After reporting excellent earnings and revenue numbers for the second quarter, Goldman Sachs (GS) is taking forward the management reshuffle that started earlier this year. The Wall Street giant, which recently roped in banking veteran David Solomon to head its operations, has identified senior executive Jim Esposito as co-head of trading, following the recent departure of two top officials from the division.
According to sources close to the matter, Esposito was picked by the long-term executive and CEO-in-waiting David Solomon, who will be taking the reins of the New York-based bank by year-end. Esposito will be working with Ashok Varadhan who is currently heading the securities division.
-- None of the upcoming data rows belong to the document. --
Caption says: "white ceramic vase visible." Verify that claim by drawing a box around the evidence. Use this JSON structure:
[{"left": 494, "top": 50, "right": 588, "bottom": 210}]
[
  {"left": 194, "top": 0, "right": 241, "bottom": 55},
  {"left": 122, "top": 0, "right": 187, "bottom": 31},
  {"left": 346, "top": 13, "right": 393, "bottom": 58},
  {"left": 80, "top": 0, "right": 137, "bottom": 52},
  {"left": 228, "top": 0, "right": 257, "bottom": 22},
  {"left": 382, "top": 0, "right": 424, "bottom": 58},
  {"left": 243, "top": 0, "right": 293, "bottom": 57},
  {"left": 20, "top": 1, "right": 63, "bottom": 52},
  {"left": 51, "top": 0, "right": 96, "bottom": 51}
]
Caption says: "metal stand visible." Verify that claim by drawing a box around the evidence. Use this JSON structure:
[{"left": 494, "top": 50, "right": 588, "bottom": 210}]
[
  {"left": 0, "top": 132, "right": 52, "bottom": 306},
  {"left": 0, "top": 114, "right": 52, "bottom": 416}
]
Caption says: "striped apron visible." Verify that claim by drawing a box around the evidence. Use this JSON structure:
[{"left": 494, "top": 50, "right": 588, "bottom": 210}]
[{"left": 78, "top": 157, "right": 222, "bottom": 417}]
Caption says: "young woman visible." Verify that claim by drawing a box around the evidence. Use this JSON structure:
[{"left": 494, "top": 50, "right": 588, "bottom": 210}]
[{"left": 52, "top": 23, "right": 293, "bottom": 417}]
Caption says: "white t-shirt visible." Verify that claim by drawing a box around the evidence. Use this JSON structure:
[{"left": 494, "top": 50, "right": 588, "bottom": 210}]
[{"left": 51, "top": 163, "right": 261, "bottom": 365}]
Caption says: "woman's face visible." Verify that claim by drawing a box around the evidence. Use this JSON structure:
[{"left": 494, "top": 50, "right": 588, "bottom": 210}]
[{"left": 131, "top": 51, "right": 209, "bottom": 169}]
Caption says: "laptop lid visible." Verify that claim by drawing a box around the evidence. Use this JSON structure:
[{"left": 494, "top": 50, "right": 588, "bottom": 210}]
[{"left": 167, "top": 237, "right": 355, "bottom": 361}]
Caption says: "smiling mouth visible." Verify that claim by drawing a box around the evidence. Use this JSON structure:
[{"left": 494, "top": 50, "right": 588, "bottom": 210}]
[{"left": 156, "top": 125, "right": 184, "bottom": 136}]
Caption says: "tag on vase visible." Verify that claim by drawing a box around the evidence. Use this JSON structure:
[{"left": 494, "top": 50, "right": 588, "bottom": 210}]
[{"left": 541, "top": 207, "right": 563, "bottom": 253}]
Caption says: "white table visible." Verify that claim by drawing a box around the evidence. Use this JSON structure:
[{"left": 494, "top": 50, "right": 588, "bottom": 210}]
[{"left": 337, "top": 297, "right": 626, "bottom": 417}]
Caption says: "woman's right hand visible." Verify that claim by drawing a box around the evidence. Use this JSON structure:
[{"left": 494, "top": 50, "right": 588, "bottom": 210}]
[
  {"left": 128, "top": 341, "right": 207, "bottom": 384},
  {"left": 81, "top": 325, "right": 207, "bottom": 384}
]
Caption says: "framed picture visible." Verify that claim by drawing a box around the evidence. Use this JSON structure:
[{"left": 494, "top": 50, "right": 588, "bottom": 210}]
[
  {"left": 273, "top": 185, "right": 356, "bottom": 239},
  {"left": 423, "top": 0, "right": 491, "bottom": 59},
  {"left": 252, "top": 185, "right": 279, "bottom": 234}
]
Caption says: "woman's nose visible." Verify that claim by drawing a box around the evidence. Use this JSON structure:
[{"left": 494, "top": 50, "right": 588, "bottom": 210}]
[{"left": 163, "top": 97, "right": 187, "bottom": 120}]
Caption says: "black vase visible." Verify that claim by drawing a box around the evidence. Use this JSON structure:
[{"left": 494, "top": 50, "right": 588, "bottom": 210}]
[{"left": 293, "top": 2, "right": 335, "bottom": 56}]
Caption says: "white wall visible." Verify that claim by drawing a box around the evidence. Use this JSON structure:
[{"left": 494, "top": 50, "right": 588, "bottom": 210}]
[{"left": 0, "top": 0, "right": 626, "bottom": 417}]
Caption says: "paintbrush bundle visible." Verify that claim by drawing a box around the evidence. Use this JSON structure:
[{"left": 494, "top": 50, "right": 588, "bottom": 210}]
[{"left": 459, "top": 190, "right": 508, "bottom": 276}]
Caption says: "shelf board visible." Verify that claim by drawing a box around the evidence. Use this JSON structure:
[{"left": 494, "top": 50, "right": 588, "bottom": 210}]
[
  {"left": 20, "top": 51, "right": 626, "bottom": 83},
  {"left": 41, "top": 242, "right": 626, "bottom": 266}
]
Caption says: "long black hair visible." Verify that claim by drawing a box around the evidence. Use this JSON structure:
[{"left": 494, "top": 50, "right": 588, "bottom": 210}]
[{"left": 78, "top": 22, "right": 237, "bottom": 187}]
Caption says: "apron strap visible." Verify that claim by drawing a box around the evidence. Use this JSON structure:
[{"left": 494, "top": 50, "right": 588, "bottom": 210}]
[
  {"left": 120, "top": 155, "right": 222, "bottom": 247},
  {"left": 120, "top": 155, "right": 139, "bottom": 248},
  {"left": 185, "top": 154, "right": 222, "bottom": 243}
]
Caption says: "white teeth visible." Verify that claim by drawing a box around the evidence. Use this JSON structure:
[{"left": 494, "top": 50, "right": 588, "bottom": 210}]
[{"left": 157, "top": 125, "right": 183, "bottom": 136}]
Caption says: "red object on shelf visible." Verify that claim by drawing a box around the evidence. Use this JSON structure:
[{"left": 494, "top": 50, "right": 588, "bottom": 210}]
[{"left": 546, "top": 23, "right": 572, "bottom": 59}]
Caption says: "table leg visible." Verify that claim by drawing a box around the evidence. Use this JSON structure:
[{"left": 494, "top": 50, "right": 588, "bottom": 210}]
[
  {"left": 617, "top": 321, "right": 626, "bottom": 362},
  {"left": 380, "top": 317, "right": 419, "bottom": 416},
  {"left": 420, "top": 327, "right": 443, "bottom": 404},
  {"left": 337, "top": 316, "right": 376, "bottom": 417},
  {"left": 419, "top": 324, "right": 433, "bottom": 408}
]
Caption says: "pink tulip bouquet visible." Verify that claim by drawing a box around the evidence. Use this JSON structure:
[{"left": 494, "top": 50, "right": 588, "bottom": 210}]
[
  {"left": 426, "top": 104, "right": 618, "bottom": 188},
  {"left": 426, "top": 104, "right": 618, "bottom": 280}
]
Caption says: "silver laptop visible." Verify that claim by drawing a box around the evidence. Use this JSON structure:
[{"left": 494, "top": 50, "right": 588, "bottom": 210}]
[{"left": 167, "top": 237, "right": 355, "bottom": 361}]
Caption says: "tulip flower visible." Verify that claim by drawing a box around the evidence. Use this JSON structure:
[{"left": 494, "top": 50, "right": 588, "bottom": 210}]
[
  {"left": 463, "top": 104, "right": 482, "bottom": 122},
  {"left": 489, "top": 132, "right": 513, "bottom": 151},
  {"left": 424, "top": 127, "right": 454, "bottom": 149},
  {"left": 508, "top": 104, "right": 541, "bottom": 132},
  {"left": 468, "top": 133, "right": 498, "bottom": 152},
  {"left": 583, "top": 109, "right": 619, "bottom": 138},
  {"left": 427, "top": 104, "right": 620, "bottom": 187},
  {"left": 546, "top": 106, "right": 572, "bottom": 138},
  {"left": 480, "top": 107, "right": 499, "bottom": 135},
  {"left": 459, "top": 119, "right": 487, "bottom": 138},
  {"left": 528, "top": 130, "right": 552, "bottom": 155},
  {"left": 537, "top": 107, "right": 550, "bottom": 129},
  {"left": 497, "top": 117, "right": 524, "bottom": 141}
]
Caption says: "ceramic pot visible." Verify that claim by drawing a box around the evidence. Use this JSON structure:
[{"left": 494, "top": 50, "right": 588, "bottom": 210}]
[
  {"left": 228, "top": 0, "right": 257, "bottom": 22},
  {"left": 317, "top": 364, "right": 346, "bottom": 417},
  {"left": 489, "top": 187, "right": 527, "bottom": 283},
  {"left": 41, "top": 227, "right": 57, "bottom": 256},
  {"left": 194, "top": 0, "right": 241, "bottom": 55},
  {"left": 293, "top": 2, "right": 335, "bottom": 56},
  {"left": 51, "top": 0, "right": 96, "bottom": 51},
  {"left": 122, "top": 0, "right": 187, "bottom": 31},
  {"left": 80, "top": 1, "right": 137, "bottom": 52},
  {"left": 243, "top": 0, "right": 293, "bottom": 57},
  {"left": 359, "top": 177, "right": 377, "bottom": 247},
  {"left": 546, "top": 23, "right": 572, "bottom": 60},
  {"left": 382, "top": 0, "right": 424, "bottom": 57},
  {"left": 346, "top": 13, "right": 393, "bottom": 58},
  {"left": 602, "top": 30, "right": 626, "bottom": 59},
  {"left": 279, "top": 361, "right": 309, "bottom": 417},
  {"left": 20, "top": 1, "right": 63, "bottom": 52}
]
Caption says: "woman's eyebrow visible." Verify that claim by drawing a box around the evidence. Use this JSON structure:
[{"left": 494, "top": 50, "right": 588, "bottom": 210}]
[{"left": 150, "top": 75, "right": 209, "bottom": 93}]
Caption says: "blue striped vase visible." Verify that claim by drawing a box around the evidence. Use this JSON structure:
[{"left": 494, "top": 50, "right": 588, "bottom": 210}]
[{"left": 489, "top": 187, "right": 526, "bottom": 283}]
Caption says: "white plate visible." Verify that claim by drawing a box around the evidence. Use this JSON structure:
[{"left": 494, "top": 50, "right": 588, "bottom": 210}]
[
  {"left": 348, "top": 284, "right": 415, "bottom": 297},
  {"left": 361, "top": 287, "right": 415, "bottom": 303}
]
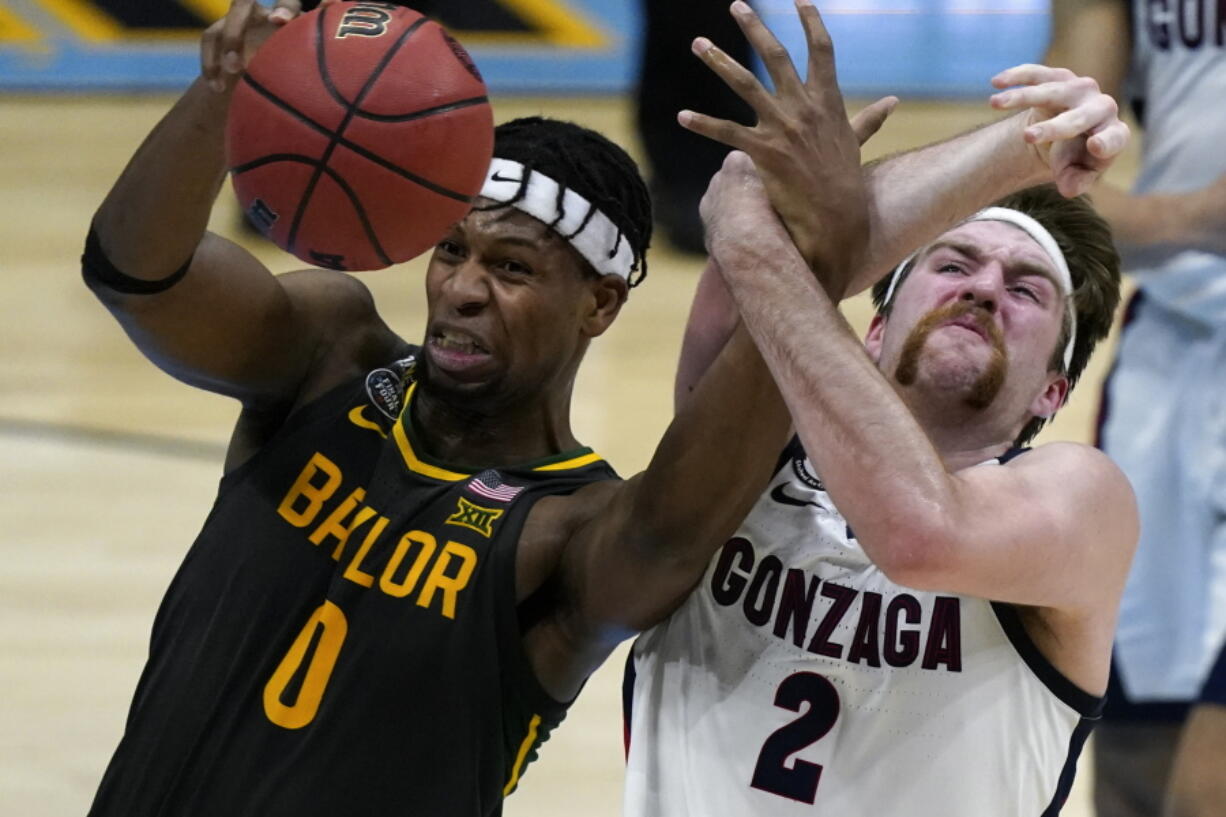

Esposito was named co-head of trading, following the recent departure of two top officials from the division
One of the priorities of Solomon is to revitalize the equity unit and make it the most profitable among peers in the industry – a status it enjoyed until the recent downturn. Statistics show that revenues from the trading segment shrank by two-thirds over the past ten years.
It is expected that the management will make an official announcement regarding Esposito’s appointment this week, ending months of uncertainty over the future of the key business division. Operations of the securities division have been hit hard by the recent executive resignations, which came at a time when it has been going through one of the worst phases in history.
The securities division, which contributed to the above-consensus top-line growth in the most recent quarter, has witnessed several executive changes after its dismal performance last year. The sustained slump in trading, typically a highly profitable segment, dented Goldman’s prospects and it started losing market share to rivals Bank of America Corp. (BAC), JPMorgan Chase & Co. (JPM) and Citigroup Inc. (C).
Esposito, who is currently serving as the co-chief operating officer at Goldman’s fixed-income division, will be occupying one of the two positions left vacant by Pablo Salame and Isabelle Ealet in June. He started his career with Goldman more than two decades ago as an equity salesman.
Goldman shares lost more than 8% since the beginning of the year. The stock, which rose to an all-time high in March, gained slightly in the pre-market trading Monday.